Der Grund ist unspektakulär. Ein visueller Editor beschränkt, was Sie ausdrücken können, auf das, was der Editor zeichnen kann. Ein Schema beschränkt, was Sie ausdrücken können, auf das, was die Laufzeitumgebung ausführen kann. Die zweite Einschränkung ist die, die für Produktionssysteme zählt.
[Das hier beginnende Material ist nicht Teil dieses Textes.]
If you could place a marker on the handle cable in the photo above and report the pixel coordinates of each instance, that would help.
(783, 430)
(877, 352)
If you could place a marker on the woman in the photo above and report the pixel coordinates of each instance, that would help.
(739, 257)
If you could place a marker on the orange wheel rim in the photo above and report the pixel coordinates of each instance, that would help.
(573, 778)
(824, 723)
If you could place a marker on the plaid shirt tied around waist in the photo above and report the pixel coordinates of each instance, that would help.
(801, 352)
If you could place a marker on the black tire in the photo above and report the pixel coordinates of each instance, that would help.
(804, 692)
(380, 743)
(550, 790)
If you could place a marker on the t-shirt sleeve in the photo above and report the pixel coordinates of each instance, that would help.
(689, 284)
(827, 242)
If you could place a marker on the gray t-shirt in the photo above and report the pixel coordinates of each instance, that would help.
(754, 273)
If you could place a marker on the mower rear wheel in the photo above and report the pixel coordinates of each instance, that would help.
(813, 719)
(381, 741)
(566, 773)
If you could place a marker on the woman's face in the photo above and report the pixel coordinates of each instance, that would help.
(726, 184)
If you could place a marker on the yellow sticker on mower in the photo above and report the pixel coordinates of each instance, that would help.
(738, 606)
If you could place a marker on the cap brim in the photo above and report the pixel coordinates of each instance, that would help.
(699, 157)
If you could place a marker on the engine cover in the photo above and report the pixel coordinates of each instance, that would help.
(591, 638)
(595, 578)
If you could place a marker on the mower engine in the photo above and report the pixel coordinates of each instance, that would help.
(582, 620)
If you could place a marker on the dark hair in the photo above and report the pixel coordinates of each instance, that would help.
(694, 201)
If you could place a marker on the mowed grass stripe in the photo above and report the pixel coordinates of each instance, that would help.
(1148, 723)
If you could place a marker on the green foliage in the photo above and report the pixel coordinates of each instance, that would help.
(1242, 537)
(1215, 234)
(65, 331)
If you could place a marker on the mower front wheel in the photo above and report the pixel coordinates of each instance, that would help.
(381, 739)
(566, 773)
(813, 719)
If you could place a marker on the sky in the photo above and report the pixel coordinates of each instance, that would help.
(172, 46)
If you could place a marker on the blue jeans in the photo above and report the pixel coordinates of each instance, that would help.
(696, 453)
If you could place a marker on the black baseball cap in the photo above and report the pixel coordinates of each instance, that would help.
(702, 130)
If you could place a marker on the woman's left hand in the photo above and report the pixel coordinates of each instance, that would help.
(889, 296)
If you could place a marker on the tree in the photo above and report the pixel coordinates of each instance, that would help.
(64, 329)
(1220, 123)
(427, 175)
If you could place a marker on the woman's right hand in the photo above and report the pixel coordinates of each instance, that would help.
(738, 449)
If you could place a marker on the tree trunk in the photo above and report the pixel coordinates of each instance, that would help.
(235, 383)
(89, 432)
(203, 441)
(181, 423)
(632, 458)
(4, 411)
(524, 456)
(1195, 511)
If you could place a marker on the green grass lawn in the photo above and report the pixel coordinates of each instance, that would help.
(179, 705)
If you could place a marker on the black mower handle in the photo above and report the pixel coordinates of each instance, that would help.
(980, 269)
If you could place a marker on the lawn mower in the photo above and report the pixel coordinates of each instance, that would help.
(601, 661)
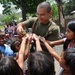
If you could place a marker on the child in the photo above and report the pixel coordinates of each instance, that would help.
(70, 59)
(39, 63)
(68, 42)
(5, 49)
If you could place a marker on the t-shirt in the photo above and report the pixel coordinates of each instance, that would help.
(6, 50)
(42, 29)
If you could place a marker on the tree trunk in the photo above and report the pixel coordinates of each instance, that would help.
(23, 8)
(61, 16)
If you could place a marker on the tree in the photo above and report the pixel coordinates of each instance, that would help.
(27, 6)
(69, 7)
(60, 11)
(54, 11)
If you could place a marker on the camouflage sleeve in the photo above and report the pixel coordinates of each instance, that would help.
(28, 23)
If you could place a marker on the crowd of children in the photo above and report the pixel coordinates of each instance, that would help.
(13, 56)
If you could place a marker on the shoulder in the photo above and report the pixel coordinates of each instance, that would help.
(31, 19)
(53, 25)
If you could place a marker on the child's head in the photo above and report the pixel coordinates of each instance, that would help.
(2, 38)
(9, 66)
(70, 59)
(15, 45)
(39, 63)
(70, 32)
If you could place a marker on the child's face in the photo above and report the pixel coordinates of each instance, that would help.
(70, 34)
(2, 39)
(17, 45)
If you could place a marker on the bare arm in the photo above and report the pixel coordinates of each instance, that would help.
(51, 50)
(38, 46)
(20, 27)
(21, 56)
(57, 42)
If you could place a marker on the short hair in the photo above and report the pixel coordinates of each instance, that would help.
(45, 5)
(70, 59)
(9, 66)
(39, 63)
(13, 43)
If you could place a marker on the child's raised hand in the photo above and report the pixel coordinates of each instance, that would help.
(42, 39)
(35, 37)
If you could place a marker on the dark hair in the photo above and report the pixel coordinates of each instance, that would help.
(9, 66)
(0, 54)
(65, 45)
(13, 43)
(71, 25)
(45, 5)
(70, 59)
(39, 63)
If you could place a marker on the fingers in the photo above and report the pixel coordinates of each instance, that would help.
(20, 29)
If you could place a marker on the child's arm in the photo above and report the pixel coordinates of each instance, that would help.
(38, 46)
(62, 61)
(57, 42)
(21, 55)
(50, 49)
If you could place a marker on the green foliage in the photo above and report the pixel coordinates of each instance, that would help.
(9, 18)
(69, 7)
(30, 5)
(54, 11)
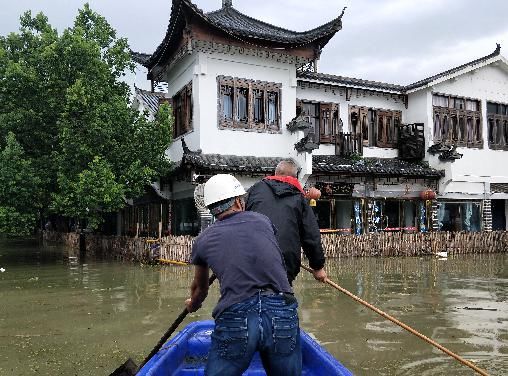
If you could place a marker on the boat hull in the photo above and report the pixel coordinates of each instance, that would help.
(186, 354)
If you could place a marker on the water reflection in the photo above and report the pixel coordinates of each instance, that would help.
(62, 315)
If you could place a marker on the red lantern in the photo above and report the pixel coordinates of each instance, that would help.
(313, 194)
(428, 194)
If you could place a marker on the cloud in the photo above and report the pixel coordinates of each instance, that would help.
(396, 41)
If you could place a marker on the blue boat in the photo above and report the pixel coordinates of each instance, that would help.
(186, 353)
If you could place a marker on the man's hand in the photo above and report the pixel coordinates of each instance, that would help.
(320, 275)
(190, 306)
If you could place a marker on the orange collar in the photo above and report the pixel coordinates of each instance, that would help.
(289, 180)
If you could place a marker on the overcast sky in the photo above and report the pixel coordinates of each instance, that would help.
(394, 41)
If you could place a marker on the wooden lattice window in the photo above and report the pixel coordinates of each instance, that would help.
(378, 127)
(182, 111)
(324, 117)
(248, 104)
(497, 118)
(457, 120)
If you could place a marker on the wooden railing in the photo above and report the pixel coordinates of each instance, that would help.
(347, 144)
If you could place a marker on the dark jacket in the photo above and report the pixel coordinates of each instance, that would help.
(296, 224)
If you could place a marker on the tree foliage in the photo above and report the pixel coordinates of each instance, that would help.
(20, 190)
(62, 97)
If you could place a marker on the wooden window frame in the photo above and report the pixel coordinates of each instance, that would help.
(497, 124)
(327, 119)
(182, 111)
(378, 127)
(256, 119)
(455, 122)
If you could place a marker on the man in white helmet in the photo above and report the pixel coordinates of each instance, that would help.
(256, 310)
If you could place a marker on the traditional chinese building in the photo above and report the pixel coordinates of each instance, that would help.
(246, 94)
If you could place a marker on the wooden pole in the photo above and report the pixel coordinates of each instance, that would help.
(401, 324)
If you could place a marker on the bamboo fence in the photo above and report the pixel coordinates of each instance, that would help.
(389, 244)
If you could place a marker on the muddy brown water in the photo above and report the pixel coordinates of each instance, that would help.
(64, 316)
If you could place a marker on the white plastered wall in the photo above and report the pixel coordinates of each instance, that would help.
(470, 176)
(374, 100)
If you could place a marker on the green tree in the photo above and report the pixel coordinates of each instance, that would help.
(20, 192)
(63, 98)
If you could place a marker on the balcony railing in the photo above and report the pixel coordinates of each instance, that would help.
(411, 142)
(347, 144)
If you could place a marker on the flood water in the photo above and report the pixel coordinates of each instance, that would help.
(62, 316)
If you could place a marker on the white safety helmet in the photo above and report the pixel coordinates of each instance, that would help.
(221, 187)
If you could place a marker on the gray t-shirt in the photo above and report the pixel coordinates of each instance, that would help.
(242, 251)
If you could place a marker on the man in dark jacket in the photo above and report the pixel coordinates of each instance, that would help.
(281, 198)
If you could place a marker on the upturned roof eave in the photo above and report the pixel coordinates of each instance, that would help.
(456, 71)
(321, 34)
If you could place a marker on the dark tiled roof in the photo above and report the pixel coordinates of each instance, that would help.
(238, 26)
(392, 87)
(139, 57)
(231, 163)
(349, 81)
(321, 164)
(149, 99)
(228, 18)
(428, 80)
(332, 164)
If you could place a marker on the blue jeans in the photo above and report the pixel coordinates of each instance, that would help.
(264, 323)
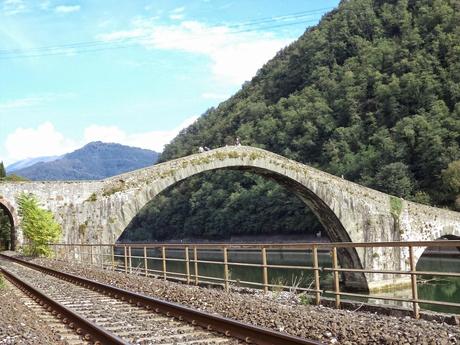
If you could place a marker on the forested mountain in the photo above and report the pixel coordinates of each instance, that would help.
(371, 93)
(93, 161)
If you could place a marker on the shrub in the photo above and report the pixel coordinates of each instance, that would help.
(38, 225)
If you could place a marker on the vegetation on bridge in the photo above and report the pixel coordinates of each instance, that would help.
(372, 94)
(38, 226)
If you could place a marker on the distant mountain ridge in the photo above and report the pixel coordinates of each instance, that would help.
(25, 163)
(94, 161)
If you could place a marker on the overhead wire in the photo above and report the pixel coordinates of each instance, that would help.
(101, 45)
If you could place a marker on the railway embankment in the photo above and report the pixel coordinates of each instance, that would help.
(277, 311)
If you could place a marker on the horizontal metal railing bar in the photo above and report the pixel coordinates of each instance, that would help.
(395, 299)
(236, 329)
(299, 245)
(449, 274)
(291, 267)
(243, 264)
(312, 249)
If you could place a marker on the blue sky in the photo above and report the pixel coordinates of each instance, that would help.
(133, 72)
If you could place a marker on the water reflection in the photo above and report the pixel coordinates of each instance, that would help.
(429, 287)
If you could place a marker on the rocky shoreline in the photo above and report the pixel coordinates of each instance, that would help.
(280, 311)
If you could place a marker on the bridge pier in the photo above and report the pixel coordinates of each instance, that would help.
(99, 211)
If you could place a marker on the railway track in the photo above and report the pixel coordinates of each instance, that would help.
(103, 314)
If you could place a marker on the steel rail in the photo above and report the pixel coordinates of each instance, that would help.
(88, 330)
(231, 328)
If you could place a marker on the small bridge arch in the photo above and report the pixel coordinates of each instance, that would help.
(10, 211)
(99, 211)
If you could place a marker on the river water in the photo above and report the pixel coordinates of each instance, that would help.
(429, 287)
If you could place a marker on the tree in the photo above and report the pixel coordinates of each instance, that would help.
(5, 230)
(2, 170)
(395, 179)
(451, 177)
(38, 225)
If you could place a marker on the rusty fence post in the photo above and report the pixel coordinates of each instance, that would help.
(113, 256)
(163, 256)
(195, 260)
(187, 265)
(335, 266)
(126, 258)
(413, 278)
(130, 263)
(226, 268)
(265, 269)
(101, 253)
(316, 273)
(146, 269)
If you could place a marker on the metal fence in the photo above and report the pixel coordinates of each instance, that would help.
(139, 259)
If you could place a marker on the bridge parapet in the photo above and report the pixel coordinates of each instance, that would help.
(98, 211)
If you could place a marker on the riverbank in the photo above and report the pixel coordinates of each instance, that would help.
(285, 313)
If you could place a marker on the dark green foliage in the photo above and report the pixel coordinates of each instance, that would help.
(94, 161)
(5, 230)
(38, 225)
(220, 204)
(2, 170)
(371, 93)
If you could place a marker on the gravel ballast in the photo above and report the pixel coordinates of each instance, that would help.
(328, 325)
(18, 323)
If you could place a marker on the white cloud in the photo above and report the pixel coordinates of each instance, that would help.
(67, 8)
(33, 100)
(153, 140)
(214, 95)
(12, 7)
(235, 56)
(45, 140)
(177, 13)
(176, 16)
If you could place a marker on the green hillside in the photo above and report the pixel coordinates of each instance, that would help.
(372, 93)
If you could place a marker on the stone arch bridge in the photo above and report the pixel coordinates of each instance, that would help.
(99, 211)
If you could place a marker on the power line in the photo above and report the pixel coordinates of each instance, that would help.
(98, 45)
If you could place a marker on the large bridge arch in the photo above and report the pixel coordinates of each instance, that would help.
(99, 211)
(331, 223)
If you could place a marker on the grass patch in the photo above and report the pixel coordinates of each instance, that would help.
(395, 206)
(92, 198)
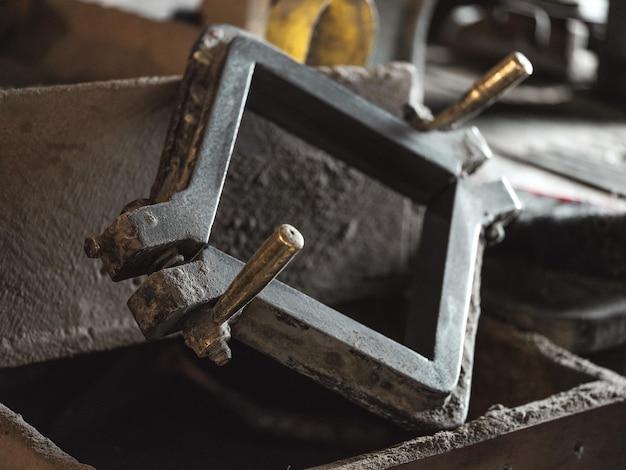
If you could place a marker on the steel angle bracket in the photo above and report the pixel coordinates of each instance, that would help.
(230, 72)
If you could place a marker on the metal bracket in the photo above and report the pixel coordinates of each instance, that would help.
(230, 72)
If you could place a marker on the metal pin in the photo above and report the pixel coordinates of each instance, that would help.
(208, 334)
(507, 74)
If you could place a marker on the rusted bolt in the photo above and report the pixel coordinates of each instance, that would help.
(92, 247)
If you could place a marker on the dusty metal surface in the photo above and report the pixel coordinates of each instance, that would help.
(22, 446)
(573, 396)
(395, 381)
(204, 128)
(65, 154)
(573, 259)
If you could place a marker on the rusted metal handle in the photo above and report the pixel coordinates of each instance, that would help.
(209, 333)
(504, 76)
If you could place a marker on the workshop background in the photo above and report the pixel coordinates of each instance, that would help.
(492, 179)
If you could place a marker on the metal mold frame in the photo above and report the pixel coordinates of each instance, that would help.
(229, 72)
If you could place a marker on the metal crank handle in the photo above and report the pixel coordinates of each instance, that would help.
(208, 332)
(504, 76)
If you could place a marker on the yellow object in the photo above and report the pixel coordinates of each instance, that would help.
(324, 32)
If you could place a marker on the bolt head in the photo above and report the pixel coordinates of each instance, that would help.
(92, 247)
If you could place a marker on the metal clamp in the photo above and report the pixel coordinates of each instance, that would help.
(227, 73)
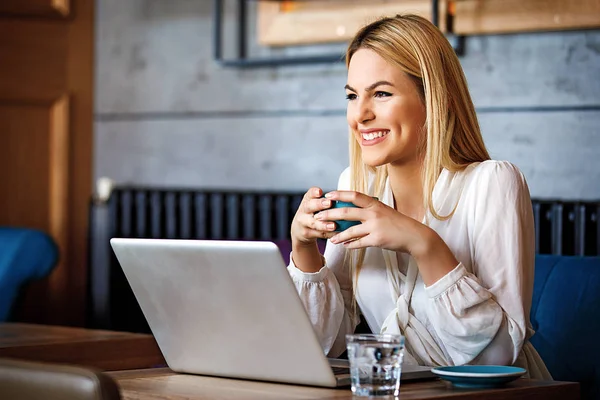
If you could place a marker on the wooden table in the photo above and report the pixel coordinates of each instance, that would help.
(163, 384)
(105, 350)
Wenn das Schema stimmt, ist der visuelle Editor eine einfache Aufgabe. Wenn das Schema falsch ist, kaschiert der visuelle Editor das Problem, bis ein Kunde auf einen Randfall stößt, den der Editor nie angezeigt hat.

Erweiterungspunkte

Jeder Enterprise-Bildschirm hat mindestens eine Sache, die der Deskriptor nicht ausdrücken kann. Eine benutzerdefinierte Berechnung. Ein alter SOAP-Endpunkt, den niemand anfassen will. Ein regulierungsspezifisches Widget. Die Laufzeitumgebung behandelt diese über benannte Erweiterungspunkte — TypeScript-Module, die der Deskriptor namentlich referenziert.

Das hält den Deskriptor deklarativ und lässt gleichzeitig Notausgänge für die Realität offen. Wir haben festgestellt, dass ungefähr 5 % der Bildschirme eine Erweiterung benötigen, und diejenigen, die es tun, benötigen in der Regel genau eine. Die anderen 95 % bleiben reines JSON.

Was uns das kostet

Jede Architekturentscheidung hat ihren Preis. Unserer ist die Laufzeitumgebung selbst. Sie ist ein nicht-triviales Stück TypeScript, das sorgfältig gewartet, getestet und versioniert werden muss, weil jeder Bildschirm im Produktivbetrieb davon abhängt. Ein Fehler in der RBAC-Durchsetzungsschicht ist ein Fehler in jedem Bildschirm gleichzeitig.

Wir behandeln die Laufzeitumgebung so, wie ein Datenbankhhersteller seinen Query-Planner behandelt. Konservative Releases. Umfassende Regressionssuiten. Abwärtskompatibilität des Deskriptor-Schemas gemessen in Jahren, nicht in Sprints. Das ist der Preis dafür, dass die Deskriptoren günstig sind.

Die Quintessenz

JSON-Deskriptoren sind kein Trick. Sie sind eine Arbeitsteilung. Die Laufzeitumgebung übernimmt die Teile, die jedes Mal stimmen müssen. Der Deskriptor übernimmt die Teile, die sich pro Bildschirm ändern. Das LLM schreibt den Deskriptor. Der Prüfer liest den Deskriptor. Der Nutzer sieht eine Produktionsoberfläche, die sich wie Unternehmenssoftware verhält, weil Unternehmenssoftware genau das ist, wofür die Laufzeitumgebung gebaut wurde.